One part of the event, A Capacity Building Workshop, brought together community facilitators from Korogocho (one of the largest informal settlements in Nairobi, Kenya). Facilitators from three pilot projects in South Africa learned from each other about strategies for local crime prevention. One participant, Daniel Onyango, shared his experiences as the founder of a musical social empowerment group called Hope Raisers that uses music and performance to enrich the lives of the kids living in Nairobi’s slums. Another event included a session on Local Safety Partnership Building, which brought together many different organizations to share approaches and work, explore ways to build and formalize coalitions and partnerships and develop joint funding proposals for collaborative work.
Cynthia discussed the role urban spaces play in safety and how transforming a public space through Placemaking can create sense of ownership, and how that space can become an asset for the community. The popularity of the Fan Parks all over South Africa during the World Cup spoke eloquently to this point. Parks, plazas, vacant lots, backyards, areas around transit stations were turned into places where fans watched matches, international teams alighted from buses and started pick up soccer games with local kids, people stayed out past dark.
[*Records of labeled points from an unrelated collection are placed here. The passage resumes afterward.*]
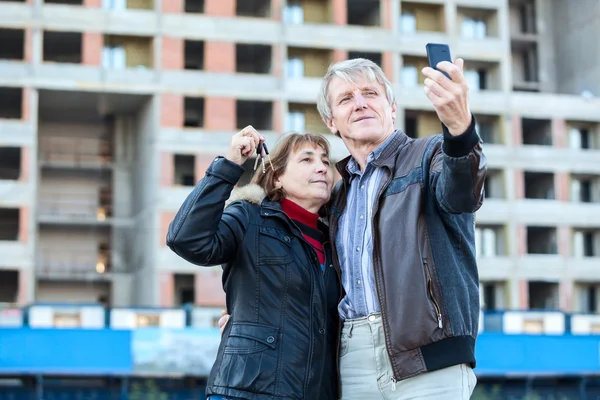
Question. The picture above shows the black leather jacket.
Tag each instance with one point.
(281, 340)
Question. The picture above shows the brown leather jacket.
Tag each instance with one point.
(424, 248)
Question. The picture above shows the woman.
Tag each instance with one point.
(281, 290)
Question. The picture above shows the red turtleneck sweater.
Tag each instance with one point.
(307, 222)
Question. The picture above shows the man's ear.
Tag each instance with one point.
(331, 126)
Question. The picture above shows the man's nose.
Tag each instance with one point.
(359, 101)
(321, 168)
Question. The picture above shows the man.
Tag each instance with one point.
(402, 223)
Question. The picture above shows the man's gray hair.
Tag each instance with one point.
(351, 71)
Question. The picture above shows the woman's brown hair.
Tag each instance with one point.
(285, 146)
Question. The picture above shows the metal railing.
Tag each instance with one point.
(75, 151)
(73, 262)
(10, 174)
(74, 205)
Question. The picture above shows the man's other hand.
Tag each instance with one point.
(223, 320)
(450, 97)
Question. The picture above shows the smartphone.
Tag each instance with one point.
(437, 52)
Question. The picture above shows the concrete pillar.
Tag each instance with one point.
(450, 18)
(91, 52)
(167, 169)
(167, 289)
(524, 295)
(559, 133)
(340, 12)
(519, 184)
(172, 53)
(566, 295)
(172, 6)
(517, 130)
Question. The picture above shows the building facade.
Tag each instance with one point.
(111, 110)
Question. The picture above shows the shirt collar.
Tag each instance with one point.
(354, 168)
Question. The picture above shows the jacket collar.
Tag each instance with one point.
(386, 158)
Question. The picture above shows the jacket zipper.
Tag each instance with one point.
(375, 248)
(431, 296)
(315, 259)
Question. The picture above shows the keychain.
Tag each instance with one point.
(262, 146)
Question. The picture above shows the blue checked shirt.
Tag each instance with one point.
(354, 240)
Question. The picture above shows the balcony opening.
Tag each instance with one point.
(75, 195)
(584, 136)
(194, 54)
(259, 114)
(72, 252)
(194, 6)
(489, 128)
(305, 63)
(522, 17)
(9, 286)
(11, 100)
(420, 17)
(307, 11)
(375, 57)
(253, 58)
(539, 185)
(184, 171)
(185, 289)
(525, 66)
(586, 242)
(293, 13)
(13, 44)
(410, 75)
(494, 187)
(304, 118)
(193, 112)
(9, 224)
(68, 2)
(477, 23)
(364, 13)
(536, 132)
(494, 296)
(541, 240)
(253, 8)
(128, 4)
(62, 47)
(481, 75)
(490, 241)
(419, 124)
(543, 295)
(10, 163)
(122, 52)
(585, 188)
(587, 297)
(73, 291)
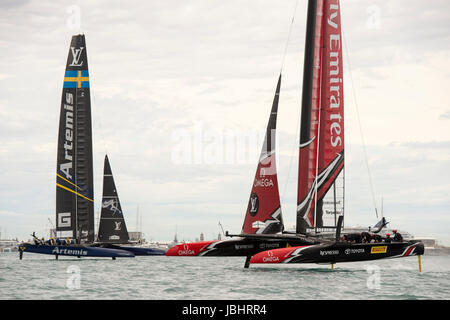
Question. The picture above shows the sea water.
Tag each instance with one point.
(224, 278)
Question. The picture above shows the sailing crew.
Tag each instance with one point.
(388, 238)
(365, 237)
(354, 237)
(397, 236)
(376, 238)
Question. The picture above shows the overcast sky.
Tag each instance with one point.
(169, 74)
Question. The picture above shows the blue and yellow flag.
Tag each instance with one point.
(76, 79)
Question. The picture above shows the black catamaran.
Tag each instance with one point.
(321, 155)
(74, 169)
(263, 221)
(112, 231)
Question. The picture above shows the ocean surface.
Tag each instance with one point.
(224, 278)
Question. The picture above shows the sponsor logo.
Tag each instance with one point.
(258, 224)
(270, 257)
(111, 205)
(329, 252)
(351, 251)
(253, 204)
(64, 220)
(68, 142)
(186, 251)
(65, 251)
(76, 55)
(379, 249)
(263, 182)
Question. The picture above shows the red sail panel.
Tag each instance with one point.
(309, 139)
(264, 212)
(332, 115)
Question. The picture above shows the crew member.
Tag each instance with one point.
(397, 236)
(376, 238)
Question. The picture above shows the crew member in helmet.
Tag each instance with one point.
(365, 237)
(388, 238)
(397, 236)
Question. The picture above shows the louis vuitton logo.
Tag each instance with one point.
(76, 56)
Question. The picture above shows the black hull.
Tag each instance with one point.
(74, 251)
(345, 252)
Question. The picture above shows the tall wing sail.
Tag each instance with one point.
(112, 228)
(74, 171)
(264, 211)
(321, 152)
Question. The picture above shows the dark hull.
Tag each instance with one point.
(138, 251)
(242, 247)
(340, 252)
(75, 251)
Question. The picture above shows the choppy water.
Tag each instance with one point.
(224, 278)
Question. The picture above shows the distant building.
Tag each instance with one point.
(9, 245)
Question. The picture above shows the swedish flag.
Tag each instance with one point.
(76, 79)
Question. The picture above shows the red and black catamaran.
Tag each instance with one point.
(320, 201)
(74, 168)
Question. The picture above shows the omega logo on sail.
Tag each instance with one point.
(335, 80)
(68, 142)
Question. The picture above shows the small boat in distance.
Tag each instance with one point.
(112, 231)
(74, 170)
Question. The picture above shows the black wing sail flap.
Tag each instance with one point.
(112, 228)
(74, 170)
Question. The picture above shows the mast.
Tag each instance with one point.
(74, 169)
(264, 210)
(321, 151)
(112, 227)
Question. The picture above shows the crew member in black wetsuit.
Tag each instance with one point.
(354, 237)
(397, 236)
(388, 238)
(376, 238)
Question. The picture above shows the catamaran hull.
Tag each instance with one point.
(75, 251)
(339, 252)
(243, 247)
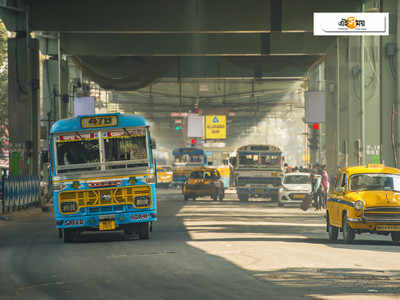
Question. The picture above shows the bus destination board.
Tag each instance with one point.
(99, 121)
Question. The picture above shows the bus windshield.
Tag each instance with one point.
(78, 149)
(122, 148)
(262, 159)
(189, 158)
(125, 148)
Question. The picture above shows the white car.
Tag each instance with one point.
(295, 188)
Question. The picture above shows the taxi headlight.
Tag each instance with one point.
(359, 205)
(68, 207)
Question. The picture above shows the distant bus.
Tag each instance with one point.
(258, 171)
(102, 175)
(185, 160)
(219, 159)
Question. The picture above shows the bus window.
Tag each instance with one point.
(125, 148)
(78, 152)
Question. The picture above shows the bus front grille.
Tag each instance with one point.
(105, 196)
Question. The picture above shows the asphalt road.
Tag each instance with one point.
(199, 250)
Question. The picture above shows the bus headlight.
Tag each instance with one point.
(67, 207)
(359, 205)
(150, 179)
(58, 186)
(142, 201)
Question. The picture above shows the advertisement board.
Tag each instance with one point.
(215, 127)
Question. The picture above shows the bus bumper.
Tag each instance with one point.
(92, 222)
(262, 192)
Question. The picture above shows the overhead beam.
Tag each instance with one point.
(181, 15)
(254, 44)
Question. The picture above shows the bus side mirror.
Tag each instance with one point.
(153, 144)
(45, 157)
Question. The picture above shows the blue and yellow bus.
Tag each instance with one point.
(185, 160)
(102, 175)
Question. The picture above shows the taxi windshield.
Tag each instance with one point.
(383, 182)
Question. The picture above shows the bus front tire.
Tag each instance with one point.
(70, 235)
(145, 231)
(243, 197)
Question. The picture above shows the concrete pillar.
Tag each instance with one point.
(371, 68)
(353, 80)
(24, 103)
(331, 121)
(388, 84)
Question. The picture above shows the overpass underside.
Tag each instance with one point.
(253, 58)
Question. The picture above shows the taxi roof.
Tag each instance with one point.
(371, 168)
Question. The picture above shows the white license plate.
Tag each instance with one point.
(387, 227)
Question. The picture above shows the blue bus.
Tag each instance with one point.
(185, 160)
(102, 175)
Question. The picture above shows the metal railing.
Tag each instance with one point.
(19, 192)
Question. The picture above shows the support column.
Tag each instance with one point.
(331, 122)
(388, 85)
(24, 104)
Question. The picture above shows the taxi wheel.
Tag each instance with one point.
(332, 230)
(395, 237)
(348, 232)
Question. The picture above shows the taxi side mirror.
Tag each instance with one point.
(340, 189)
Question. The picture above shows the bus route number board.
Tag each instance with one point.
(99, 121)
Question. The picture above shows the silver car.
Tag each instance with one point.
(295, 188)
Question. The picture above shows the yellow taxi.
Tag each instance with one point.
(204, 182)
(365, 199)
(164, 176)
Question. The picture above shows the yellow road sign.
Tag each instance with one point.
(215, 127)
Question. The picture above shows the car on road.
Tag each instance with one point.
(164, 176)
(204, 182)
(296, 187)
(365, 199)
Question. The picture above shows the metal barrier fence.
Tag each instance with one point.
(20, 192)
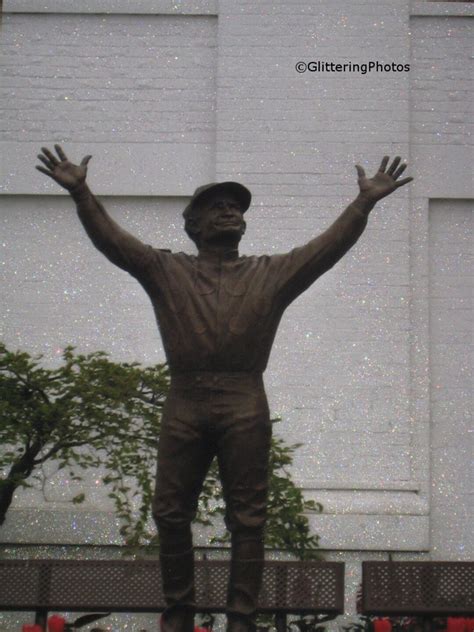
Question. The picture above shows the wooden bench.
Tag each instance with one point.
(426, 589)
(135, 586)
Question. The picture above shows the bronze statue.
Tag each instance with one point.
(218, 313)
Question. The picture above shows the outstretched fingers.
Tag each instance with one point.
(51, 157)
(399, 171)
(60, 152)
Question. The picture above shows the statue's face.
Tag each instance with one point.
(220, 219)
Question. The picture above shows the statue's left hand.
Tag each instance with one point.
(384, 182)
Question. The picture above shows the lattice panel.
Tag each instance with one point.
(442, 588)
(136, 585)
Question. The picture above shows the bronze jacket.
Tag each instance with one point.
(222, 313)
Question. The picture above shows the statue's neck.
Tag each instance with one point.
(218, 252)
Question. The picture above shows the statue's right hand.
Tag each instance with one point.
(65, 173)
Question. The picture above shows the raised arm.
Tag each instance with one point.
(305, 264)
(119, 246)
During her trip, Cynthia also introduced participants from Namibia, Kenya, and South Africa to PPS’ hands-on evaluative engagement processes including activity mapping and observation techniques, place evaluation and people-focused collaborative visioning exercises. More than 35 safety planners, police commissioners, and government leaders learned how to facilitate a community planning and visioning process; identify local leaders and stakeholders; the importance of running a visioning meeting; and how best to capture and utilize input.
UN Habitat has expressed interest in enlisting the help of PPS with a “Safer Cities Roundtable” as part of the Sixth Session of the World Urban Forum in Bahrain in 2012. PPS will help to identify safer city candidates; that is, those cities made safer by improving their public spaces such as New York City (which by some measures is now safer than London). Suggestions for best practices are welcome, so please do share! Contact firstname.lastname@example.org.
PPS will stay involved in these efforts by developing scenarios for bringing place-based discussions of urban safety and social cohesion to the community of planners and public space architects as part of the road map toward a safe and sustainable Brazil for the 2016 Olympic Games.